Leaving aside the issue of whether these names are worthy of a JABBA award, the issue here is that we have yet another duplicate set of software names for two different bioinformatics tools. The authors of the 2nd paper could, and should, have checked for 'prior art'.

If you are planning to develop a new bioinformatics tool and have thought of a possible name, please take the time to do the following:

  1. Visit http://google.com (or your preferred web search engine of choice)
  2. In the search box type the proposed name of your tool followed by a space
  3. Then add the word 'bioinformatics'
  4. Click search
  5. That's it

Inconsistent bioinformatics branding: SAMtools vs Samtools vs samtools

The popular Sequence Alignment Map format, SAM, has given rise to an equally popular toolkit for working with SAM files (and BAM, CRAM too). But what is the name of this tool?


SAMtools?

If we read the official publication, then we see this software described as 'SAMtools' (also described by Wikipedia in this manner).

Samtools?

Head to the official website and we see consistent references to 'Samtools'.

samtools?

Head to the official GitHub repository and we see consistent references to 'samtools'.

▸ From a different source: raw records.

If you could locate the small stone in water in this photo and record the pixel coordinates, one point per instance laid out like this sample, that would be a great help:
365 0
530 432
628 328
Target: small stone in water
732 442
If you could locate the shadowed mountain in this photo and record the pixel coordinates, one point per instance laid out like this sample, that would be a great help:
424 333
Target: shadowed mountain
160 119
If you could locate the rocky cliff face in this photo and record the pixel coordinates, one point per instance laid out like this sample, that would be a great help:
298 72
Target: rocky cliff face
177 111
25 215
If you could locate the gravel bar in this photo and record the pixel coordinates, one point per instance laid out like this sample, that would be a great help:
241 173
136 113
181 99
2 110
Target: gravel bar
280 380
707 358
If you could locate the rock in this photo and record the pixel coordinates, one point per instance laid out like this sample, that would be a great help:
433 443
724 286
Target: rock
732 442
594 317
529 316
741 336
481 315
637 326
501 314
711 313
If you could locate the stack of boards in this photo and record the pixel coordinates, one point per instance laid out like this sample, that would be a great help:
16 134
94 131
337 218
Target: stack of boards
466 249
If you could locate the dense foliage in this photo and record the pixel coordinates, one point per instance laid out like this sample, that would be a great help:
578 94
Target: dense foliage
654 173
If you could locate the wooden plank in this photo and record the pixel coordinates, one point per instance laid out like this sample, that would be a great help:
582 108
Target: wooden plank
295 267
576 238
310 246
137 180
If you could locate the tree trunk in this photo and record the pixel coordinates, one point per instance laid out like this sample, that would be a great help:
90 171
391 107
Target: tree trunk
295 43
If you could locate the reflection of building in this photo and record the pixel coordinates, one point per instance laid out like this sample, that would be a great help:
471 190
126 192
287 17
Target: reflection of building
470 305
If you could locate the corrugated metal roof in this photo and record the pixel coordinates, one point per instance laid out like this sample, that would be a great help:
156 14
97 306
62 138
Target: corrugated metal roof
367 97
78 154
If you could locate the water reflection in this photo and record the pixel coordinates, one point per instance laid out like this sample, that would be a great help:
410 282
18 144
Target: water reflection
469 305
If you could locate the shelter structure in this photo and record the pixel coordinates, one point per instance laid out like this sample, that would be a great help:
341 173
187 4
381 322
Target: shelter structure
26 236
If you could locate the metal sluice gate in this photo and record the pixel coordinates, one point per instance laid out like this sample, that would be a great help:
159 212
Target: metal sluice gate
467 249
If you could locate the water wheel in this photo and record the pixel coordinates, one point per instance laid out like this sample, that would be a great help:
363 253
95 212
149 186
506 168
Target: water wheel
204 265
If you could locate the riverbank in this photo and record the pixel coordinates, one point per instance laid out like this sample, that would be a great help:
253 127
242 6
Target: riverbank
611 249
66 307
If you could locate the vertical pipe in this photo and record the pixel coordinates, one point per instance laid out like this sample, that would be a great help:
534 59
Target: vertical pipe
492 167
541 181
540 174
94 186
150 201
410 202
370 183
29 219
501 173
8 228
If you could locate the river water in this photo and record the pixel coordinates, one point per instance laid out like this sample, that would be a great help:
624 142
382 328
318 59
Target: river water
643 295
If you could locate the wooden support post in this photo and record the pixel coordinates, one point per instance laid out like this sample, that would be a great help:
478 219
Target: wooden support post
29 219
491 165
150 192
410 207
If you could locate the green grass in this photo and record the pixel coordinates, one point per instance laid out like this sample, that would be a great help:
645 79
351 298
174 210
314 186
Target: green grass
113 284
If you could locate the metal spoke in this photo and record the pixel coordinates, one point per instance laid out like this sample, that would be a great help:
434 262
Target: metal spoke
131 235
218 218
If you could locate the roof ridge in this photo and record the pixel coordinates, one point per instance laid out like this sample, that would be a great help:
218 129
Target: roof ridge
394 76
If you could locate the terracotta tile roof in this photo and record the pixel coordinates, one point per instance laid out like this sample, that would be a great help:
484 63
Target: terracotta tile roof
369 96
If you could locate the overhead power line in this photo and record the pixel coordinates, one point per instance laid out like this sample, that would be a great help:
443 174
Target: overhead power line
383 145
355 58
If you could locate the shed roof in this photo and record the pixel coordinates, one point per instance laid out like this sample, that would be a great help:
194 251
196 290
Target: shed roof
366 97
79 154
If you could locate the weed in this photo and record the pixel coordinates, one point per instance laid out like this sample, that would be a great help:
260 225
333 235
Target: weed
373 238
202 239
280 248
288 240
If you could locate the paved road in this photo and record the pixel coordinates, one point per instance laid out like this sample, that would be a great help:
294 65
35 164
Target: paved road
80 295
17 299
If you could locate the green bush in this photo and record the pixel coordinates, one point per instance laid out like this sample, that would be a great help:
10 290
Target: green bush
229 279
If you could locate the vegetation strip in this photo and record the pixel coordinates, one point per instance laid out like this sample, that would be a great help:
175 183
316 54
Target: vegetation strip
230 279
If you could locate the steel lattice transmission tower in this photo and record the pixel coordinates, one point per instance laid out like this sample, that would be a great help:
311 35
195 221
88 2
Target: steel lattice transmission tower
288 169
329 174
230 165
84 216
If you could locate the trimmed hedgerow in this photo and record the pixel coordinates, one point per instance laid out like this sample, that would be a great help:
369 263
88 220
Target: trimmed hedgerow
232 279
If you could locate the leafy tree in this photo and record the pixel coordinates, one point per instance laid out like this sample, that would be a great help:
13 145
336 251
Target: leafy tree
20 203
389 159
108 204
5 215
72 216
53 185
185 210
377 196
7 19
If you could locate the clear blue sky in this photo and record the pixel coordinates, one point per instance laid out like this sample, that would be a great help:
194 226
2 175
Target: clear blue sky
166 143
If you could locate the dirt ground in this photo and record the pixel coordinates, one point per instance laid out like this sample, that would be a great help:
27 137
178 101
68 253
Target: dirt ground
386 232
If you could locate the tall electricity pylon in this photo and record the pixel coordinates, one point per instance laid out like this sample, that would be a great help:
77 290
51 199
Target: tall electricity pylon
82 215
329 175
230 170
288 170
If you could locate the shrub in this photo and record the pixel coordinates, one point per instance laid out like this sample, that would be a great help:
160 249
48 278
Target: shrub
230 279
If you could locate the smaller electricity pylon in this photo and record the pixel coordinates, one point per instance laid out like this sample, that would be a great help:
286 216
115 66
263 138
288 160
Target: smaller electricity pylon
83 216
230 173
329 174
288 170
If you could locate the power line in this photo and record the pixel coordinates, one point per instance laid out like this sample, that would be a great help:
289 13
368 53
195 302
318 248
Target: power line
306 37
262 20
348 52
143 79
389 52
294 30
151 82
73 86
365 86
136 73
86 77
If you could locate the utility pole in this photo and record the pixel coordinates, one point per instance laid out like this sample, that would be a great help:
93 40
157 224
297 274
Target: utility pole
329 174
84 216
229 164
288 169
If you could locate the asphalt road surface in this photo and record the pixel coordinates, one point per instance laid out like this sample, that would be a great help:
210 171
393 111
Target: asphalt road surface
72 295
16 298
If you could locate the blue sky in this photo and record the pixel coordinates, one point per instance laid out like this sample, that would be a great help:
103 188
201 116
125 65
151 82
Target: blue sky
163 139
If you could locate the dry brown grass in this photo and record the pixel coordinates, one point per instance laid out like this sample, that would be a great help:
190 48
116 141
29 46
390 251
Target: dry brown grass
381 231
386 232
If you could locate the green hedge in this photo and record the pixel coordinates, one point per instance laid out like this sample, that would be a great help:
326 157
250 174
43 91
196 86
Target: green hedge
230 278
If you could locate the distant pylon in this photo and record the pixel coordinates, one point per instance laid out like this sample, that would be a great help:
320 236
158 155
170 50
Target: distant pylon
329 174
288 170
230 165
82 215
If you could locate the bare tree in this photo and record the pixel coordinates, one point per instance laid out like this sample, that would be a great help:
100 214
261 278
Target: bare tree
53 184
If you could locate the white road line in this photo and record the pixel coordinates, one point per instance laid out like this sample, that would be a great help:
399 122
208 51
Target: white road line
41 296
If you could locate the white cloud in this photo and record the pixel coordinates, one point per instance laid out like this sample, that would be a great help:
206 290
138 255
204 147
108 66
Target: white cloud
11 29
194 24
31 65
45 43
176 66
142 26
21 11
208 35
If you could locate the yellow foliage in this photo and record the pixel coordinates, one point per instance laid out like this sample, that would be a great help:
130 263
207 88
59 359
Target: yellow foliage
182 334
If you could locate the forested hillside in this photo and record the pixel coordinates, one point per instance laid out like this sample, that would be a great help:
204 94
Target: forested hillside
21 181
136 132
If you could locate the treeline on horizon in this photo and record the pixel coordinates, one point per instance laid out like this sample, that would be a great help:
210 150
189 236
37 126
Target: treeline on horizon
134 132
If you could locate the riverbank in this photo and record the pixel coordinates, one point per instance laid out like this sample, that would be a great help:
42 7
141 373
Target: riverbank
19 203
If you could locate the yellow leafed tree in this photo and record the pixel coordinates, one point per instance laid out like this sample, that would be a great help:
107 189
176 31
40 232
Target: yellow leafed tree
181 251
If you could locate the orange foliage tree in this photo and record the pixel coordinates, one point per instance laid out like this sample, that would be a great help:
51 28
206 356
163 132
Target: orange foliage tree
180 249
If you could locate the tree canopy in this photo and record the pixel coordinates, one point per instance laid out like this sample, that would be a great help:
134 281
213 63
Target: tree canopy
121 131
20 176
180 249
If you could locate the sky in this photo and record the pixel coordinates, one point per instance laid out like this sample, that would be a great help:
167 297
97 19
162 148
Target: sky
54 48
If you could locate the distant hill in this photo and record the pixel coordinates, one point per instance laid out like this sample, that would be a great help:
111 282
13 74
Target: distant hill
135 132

This is not exactly a problem that is halting the important work of bioinformaticians around the world, but I find it surprising that all of these names are in use by the people that developed the software. Unix-based software is typically — but not always — implemented as a set of lower-case commands and this can add one level of confusion when comparing a tool's name to the actual commands that are run ('samtools' is what you type at the terminal). However, you can still be consistent in your documentation!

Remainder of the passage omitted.